Tax cuts from last year’s legislation certainly bolstered household budgets. As gas prices climbed, many Americans found themselves with larger-than-expected refund checks, affecting the incomes of overtime workers, those who earn tips, and retirees through increased deductions.
Then there’s the robustness of the labor market. Over the last three months, the economy added an average of 188,000 jobs monthly, with layoffs remaining unusually low as indicated by unemployment insurance applications. This stability contributed to a significant income boost, with gross income rising 0.7% nominally, and 0.3% after inflation in May. Wages and salaries went up by 0.4% in May. Nominally, that translates to greater purchasing power for workers, helping offset some of the higher gas prices.

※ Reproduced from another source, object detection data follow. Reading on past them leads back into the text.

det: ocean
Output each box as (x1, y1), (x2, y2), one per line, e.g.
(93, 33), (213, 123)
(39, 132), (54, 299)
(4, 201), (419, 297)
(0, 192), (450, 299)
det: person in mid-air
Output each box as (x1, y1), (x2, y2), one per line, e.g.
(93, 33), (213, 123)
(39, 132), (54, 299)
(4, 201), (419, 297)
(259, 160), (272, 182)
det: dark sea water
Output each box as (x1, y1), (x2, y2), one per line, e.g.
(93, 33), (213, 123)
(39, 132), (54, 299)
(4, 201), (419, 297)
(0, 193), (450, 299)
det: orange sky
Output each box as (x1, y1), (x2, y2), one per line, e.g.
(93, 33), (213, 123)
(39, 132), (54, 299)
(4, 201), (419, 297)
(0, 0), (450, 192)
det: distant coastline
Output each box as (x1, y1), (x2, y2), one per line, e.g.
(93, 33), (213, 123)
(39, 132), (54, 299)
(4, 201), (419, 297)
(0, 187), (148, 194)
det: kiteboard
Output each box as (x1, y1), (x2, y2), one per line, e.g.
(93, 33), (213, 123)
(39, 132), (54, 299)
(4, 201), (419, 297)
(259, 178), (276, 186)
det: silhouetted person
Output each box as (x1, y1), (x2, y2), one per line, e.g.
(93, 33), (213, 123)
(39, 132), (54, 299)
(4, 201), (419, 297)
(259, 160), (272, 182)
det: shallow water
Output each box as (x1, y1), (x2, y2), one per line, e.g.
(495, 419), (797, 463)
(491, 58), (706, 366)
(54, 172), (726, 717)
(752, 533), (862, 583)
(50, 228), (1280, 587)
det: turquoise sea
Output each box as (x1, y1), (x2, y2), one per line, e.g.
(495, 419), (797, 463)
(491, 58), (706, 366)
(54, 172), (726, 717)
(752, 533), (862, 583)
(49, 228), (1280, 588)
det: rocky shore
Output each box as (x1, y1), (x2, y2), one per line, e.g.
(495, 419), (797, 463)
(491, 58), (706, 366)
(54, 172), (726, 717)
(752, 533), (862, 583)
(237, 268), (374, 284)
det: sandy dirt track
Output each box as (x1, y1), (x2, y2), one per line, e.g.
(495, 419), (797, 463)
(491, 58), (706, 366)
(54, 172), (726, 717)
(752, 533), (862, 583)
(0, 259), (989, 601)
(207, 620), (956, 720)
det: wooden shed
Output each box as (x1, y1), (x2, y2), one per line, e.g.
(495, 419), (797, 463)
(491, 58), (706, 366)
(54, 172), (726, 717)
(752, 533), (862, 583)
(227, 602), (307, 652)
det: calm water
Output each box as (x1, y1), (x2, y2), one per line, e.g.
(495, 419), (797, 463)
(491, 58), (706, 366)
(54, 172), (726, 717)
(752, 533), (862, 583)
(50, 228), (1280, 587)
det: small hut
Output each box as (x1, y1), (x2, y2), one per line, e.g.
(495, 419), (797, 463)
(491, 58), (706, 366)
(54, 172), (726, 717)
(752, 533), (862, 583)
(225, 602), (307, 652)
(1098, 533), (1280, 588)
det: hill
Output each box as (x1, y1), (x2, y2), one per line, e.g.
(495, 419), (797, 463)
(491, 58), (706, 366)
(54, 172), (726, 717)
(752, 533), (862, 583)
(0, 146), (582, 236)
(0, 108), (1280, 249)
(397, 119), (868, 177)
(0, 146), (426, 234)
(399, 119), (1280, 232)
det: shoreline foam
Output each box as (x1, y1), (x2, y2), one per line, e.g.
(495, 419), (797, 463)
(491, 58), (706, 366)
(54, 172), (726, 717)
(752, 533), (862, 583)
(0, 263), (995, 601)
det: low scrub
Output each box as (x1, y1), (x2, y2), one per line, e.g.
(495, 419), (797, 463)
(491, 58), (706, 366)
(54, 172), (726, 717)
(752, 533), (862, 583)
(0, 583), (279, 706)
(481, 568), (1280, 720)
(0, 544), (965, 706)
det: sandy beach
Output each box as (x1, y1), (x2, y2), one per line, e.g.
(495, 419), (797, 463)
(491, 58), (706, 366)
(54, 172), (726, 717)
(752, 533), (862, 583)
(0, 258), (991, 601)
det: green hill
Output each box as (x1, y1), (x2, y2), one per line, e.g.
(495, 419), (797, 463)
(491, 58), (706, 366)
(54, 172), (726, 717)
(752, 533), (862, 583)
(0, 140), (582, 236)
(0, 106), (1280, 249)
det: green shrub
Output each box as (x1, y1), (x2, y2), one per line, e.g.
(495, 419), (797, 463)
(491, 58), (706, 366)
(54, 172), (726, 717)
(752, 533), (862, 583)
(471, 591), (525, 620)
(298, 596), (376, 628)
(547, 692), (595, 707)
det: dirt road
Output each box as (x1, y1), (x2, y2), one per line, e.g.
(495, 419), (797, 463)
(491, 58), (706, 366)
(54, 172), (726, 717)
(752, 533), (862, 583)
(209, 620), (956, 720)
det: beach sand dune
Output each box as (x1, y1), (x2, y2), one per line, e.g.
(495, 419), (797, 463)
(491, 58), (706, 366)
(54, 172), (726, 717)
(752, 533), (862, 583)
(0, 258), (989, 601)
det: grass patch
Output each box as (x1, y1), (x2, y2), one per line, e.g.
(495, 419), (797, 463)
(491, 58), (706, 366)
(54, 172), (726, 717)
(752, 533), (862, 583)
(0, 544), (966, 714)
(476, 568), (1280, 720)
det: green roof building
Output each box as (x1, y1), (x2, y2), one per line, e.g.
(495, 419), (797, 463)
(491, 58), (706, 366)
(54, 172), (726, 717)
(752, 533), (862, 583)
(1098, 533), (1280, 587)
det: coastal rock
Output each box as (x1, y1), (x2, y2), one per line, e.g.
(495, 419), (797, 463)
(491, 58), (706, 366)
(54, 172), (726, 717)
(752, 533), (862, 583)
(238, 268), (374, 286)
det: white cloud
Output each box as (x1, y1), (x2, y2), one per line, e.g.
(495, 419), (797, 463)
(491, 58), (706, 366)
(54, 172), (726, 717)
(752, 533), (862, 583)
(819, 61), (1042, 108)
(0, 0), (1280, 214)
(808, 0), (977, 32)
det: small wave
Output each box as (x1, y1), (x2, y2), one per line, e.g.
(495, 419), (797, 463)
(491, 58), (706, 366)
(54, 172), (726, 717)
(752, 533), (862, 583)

With gas prices now trending downward (the national average was around $3.92 per gallon on Thursday), these rising revenues and job security will likely drive growth in the coming months. Inflation is expected to decline swiftly and might even turn negative from month to month, enhancing the real purchasing power of households. This could be enough to boost consumer confidence out of the awkward recession that has lingered for several months.
A critical measure of economic policy effectiveness is how well the economy can endure negative shocks. This spring, the U.S. economy certainly seemed to pass that test with distinction.